Thank you all, you know who you are.
In conclusion, Doug Konkin was a Deputy Minister of Forestry who saw the potential in Sideways Leadership and when I asked him why, his reply was simple but profound. He said he imagined how amazing it would be to be the deputy of an organization where 3500 people had a job and the same 3500 people had a leadership practice at the corner of their desk.
Indeed.
Thanks Doug and thank you every manager, every practitioner and every colleague, who invited me into the room knowing full well that it indeed might go sideways, and often it did.
A final thought...
Polls are showing that one in three preteens, when asked what they want to be when they grow up, say they want to be an influencer. This makes no flippin sense! The people I have acknowledged in this piece were a big influence on me and thousands of others. They did not set off in life to be influencers. They set off in life to do some good work. The work they did was so good that they influenced people. You can’t do this stuff backwards!
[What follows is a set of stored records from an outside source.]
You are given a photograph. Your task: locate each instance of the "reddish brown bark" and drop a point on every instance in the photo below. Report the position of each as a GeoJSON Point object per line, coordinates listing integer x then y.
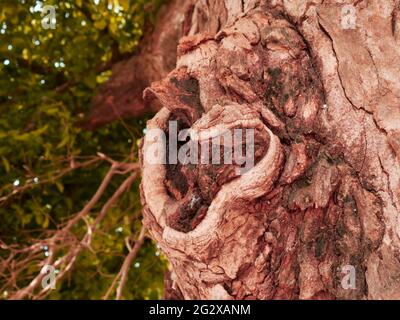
{"type": "Point", "coordinates": [325, 190]}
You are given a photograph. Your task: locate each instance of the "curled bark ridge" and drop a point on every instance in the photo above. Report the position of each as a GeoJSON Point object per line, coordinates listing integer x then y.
{"type": "Point", "coordinates": [324, 192]}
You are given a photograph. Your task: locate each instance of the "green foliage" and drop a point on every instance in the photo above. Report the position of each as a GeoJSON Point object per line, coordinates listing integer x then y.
{"type": "Point", "coordinates": [47, 79]}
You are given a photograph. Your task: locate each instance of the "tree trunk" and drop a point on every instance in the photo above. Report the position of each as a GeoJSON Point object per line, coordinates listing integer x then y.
{"type": "Point", "coordinates": [322, 92]}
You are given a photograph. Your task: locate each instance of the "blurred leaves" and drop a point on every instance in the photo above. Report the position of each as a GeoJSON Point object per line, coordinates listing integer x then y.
{"type": "Point", "coordinates": [47, 79]}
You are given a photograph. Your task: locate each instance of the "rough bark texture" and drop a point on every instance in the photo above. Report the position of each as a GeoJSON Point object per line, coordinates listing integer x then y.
{"type": "Point", "coordinates": [325, 190]}
{"type": "Point", "coordinates": [121, 96]}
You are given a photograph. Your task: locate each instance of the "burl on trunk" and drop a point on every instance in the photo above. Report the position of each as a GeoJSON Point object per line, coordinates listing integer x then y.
{"type": "Point", "coordinates": [322, 95]}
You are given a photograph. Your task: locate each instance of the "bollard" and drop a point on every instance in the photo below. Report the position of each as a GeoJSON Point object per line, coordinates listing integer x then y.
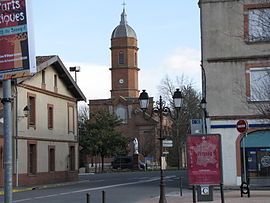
{"type": "Point", "coordinates": [103, 196]}
{"type": "Point", "coordinates": [181, 186]}
{"type": "Point", "coordinates": [87, 198]}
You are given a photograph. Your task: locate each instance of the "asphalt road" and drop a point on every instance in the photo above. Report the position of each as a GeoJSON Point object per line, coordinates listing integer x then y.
{"type": "Point", "coordinates": [124, 187]}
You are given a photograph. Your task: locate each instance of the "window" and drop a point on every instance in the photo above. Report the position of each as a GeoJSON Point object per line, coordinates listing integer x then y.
{"type": "Point", "coordinates": [32, 158]}
{"type": "Point", "coordinates": [71, 118]}
{"type": "Point", "coordinates": [32, 110]}
{"type": "Point", "coordinates": [135, 58]}
{"type": "Point", "coordinates": [72, 158]}
{"type": "Point", "coordinates": [55, 83]}
{"type": "Point", "coordinates": [260, 84]}
{"type": "Point", "coordinates": [258, 26]}
{"type": "Point", "coordinates": [50, 116]}
{"type": "Point", "coordinates": [121, 58]}
{"type": "Point", "coordinates": [121, 113]}
{"type": "Point", "coordinates": [51, 158]}
{"type": "Point", "coordinates": [43, 82]}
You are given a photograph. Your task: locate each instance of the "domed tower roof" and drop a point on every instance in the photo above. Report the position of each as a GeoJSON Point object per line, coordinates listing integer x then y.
{"type": "Point", "coordinates": [123, 29]}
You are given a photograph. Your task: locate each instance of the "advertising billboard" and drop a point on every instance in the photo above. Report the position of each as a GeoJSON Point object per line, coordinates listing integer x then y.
{"type": "Point", "coordinates": [17, 58]}
{"type": "Point", "coordinates": [204, 159]}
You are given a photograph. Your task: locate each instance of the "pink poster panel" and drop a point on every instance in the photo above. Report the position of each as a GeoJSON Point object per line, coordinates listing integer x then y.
{"type": "Point", "coordinates": [204, 159]}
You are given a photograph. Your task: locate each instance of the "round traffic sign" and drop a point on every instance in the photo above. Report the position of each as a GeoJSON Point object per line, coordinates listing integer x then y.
{"type": "Point", "coordinates": [242, 126]}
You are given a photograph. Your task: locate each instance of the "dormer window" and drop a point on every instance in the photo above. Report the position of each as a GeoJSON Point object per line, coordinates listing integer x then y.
{"type": "Point", "coordinates": [121, 58]}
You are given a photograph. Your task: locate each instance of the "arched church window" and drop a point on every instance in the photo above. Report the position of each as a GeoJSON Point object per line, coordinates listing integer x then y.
{"type": "Point", "coordinates": [121, 113]}
{"type": "Point", "coordinates": [135, 58]}
{"type": "Point", "coordinates": [121, 57]}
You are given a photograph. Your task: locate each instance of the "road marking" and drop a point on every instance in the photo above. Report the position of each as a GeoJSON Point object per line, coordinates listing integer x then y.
{"type": "Point", "coordinates": [92, 189]}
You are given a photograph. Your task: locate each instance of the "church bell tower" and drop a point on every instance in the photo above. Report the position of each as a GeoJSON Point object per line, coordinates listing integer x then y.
{"type": "Point", "coordinates": [124, 63]}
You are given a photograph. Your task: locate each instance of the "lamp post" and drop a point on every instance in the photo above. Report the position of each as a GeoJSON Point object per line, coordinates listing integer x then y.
{"type": "Point", "coordinates": [160, 109]}
{"type": "Point", "coordinates": [203, 105]}
{"type": "Point", "coordinates": [75, 69]}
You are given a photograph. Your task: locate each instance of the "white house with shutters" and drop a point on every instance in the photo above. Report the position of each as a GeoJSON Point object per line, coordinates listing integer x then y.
{"type": "Point", "coordinates": [46, 140]}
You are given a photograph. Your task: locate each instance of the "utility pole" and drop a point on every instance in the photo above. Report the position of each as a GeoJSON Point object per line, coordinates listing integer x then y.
{"type": "Point", "coordinates": [7, 99]}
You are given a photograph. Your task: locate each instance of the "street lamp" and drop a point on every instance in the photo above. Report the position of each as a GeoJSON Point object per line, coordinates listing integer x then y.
{"type": "Point", "coordinates": [25, 114]}
{"type": "Point", "coordinates": [75, 69]}
{"type": "Point", "coordinates": [160, 109]}
{"type": "Point", "coordinates": [203, 105]}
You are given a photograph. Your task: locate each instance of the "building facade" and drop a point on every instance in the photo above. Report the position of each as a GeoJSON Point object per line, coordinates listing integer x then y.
{"type": "Point", "coordinates": [45, 140]}
{"type": "Point", "coordinates": [235, 69]}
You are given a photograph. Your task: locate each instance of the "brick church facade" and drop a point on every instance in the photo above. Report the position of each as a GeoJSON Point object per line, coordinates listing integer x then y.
{"type": "Point", "coordinates": [125, 92]}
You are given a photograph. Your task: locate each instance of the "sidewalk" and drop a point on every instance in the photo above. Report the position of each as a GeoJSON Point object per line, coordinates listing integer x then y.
{"type": "Point", "coordinates": [230, 196]}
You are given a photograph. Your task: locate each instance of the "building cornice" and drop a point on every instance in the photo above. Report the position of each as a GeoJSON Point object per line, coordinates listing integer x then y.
{"type": "Point", "coordinates": [238, 59]}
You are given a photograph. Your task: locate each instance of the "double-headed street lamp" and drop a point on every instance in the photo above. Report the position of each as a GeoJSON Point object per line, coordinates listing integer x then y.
{"type": "Point", "coordinates": [160, 109]}
{"type": "Point", "coordinates": [203, 106]}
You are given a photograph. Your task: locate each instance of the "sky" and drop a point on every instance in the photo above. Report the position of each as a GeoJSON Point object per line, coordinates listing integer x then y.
{"type": "Point", "coordinates": [79, 32]}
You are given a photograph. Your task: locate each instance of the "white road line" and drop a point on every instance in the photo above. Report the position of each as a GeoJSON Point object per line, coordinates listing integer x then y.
{"type": "Point", "coordinates": [92, 189]}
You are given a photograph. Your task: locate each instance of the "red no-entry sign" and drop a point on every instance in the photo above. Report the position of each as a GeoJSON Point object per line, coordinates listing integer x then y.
{"type": "Point", "coordinates": [242, 126]}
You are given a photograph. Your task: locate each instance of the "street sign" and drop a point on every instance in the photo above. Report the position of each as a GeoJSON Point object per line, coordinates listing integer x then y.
{"type": "Point", "coordinates": [167, 143]}
{"type": "Point", "coordinates": [242, 126]}
{"type": "Point", "coordinates": [196, 126]}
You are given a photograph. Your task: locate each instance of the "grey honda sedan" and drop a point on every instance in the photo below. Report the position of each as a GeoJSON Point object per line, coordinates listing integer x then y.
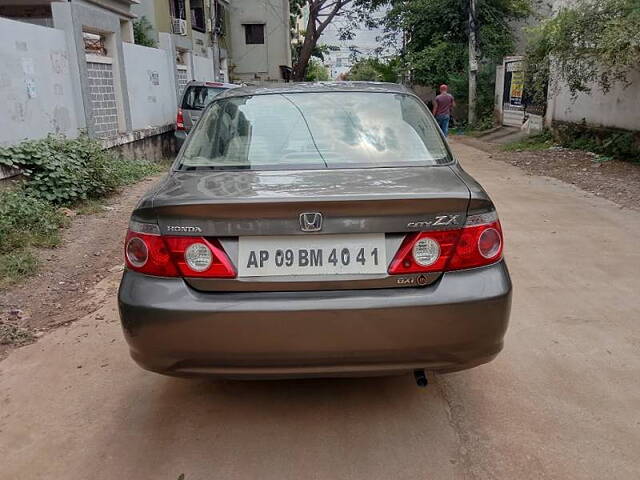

The kids may need a little straight talk on the word influence. As Robert Frost and many of us have said, it is a gift word. You must be gifted it from someone who sees it in you, not just your own naked ambition looking back at you from your steamed-up bathroom mirror.
Do some good work and the world will let you know if they were influenced by you.





Bob thanks for sharing, I think sideways leadership is misunderstood but so impactful.